Сначала плотники добротно, чтобы не рассыпалась, сложили поленницу в сажень высотою, потом стали возводить стены игрушечной избушки — у неё имелась дверка, а окон не было. Не удовлетворившись стенами, плотники взялись за крышу, тесовую, с резными причелинами.

Крыша зачем? — вопрошали из толпы. — Небось не промокнет.

— Крыша? — опускал топор младший из плотников, длинный сутулый малый в подпоясанной рубахе. — Крыша? — мешкал он в затруднении, и замешательство это само по себе уже вызывало смех. Добродушно соглашаясь со смехом, малый почёсывал затылок обухом топора.

Выслушивая в который раз одни и те же, не особенно разнообразные вопросы и такие же незатейливые ответы, неутомимо вертелись вокруг поленницы мальчишки, а строгий народ особенно не задерживался. Впрочем, зеваки не переводились, и никого не удивило, что подошли ещё трое: Бахмат, Голтяй и Вешняк. Мужики бережно держали мальчика под руки, а тот, похоже, пребывал со своими старшими товарищами в согласии.

— Посмотрим? — спросил Голтяй у Вешняка. Взрослые с поразительной снисходительностью подлаживались под желания и прихоти мальчика.

— А к маме? — возразил он смутным голосом.

Однако это был не тот случай, чтобы упрямиться. Определённо не тот. И заслуживала внимания щепетильность Бахмата: он заколебался, не решаясь настаивать, — как человек, которому оскорбительна и тень сомнения в собственной честности.

Бахмат был не татарин, а русский, хотя в облике его чудилось что-то нездешнее: большие чёрные глаза под красиво изогнутыми бровями отсылали воображение куда-то на восток, тонкий прямой нос — очевидно, на юг, в Грецию, а маленькая непривычного вида бородка, подсмотренная и позаимствованная, может статься, у какого-нибудь немца, — она окружала рот калачом, наводила на размышление о диковинных обыкновениях запада. Густую гриву Бахмат расчёсывал надвое и подрезал уступом — нельзя исключить, для отвода глаз, потому что такая обыденная особенность не задевала ничьего воображения. Не вызывал вопросов и мятый со следами песка наряд Бахмата: вишнёвого цвета зипун и синие штаны.
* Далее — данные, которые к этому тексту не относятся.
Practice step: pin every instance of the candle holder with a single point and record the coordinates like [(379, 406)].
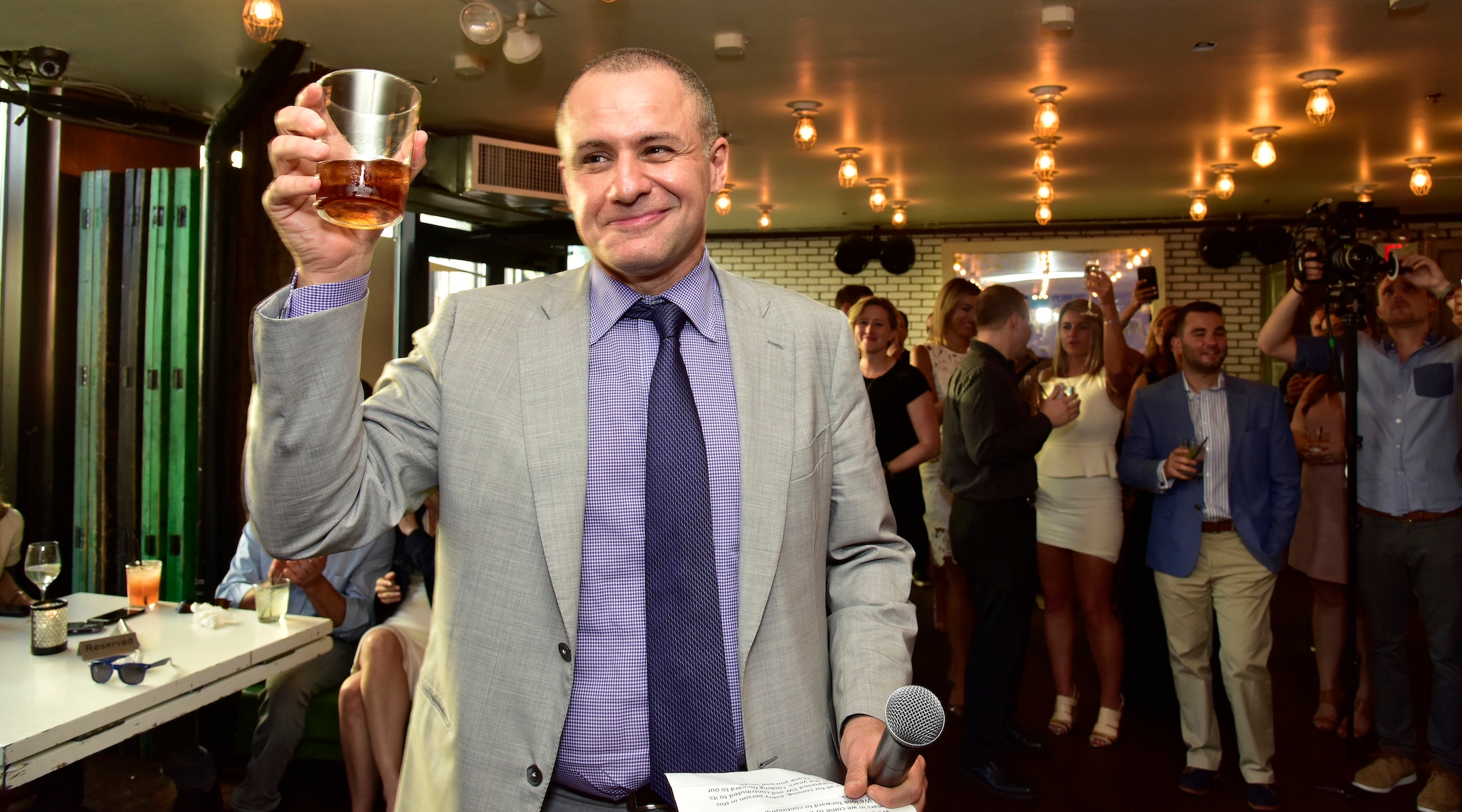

Хотя въевшийся в довольно крепкие и новые сукна песок пусть и не напоминал ничем о причудливых странах и землях, мог бы привести настойчивого и терпеливого следопыта к разгадке многих загадочных происшествий, происходивших у ряжеских обывателей под носом.

При среднем росте, Бахмат был худощав и слегка сутулился.

— А ведь кого-то сожгут, — высказался он, когда все трое остановились у поленницы. — Кого жечь будут? — крикнул он плотникам.

Мужики отмалчивались, не отвечая на грубое слово, он был настойчив:

— Казнить кого будут, что ли?

— Значит, будут, — буркнул старший плотник, седой облыселый дядька с лицом апостола.

— А кого?

— Известное дело — злодея.

— Какого злодея?

— Злого.

— Да что же он совершил? — не унимался Бахмат.

— Злодейство, получается, совершил.

— Вот балда! — обиделся Бахмат. — Я говорю: кто он?

— Злочинец, — с библейской простотой заключил апостол и, отсекая праздные разговоры, вонзил топор в дерево.

С выражением упрёка, бессильно разведя руки, Бахмат обернулся к толпе за поддержкой. Никто, однако, не поспешил на помощь. И так бы уйти Бахмату ни с чем, будь он человек непредусмотрительный и легкомысленный. Но Бахмат был не таков и заранее подготовил себе собеседника.

— Если кто подожжёт, то его самого по государеву указу в срубе сожгут, — сказал этот загодя приручённый собеседник — истасканный малый, каких в каждом кабаке можно набрать дюжинами. Этого же и под лавкой не пришлось отыскивать — сам собой обнаружился, едва возникла в нём надобность. Бахмат поощрительно улыбнулся.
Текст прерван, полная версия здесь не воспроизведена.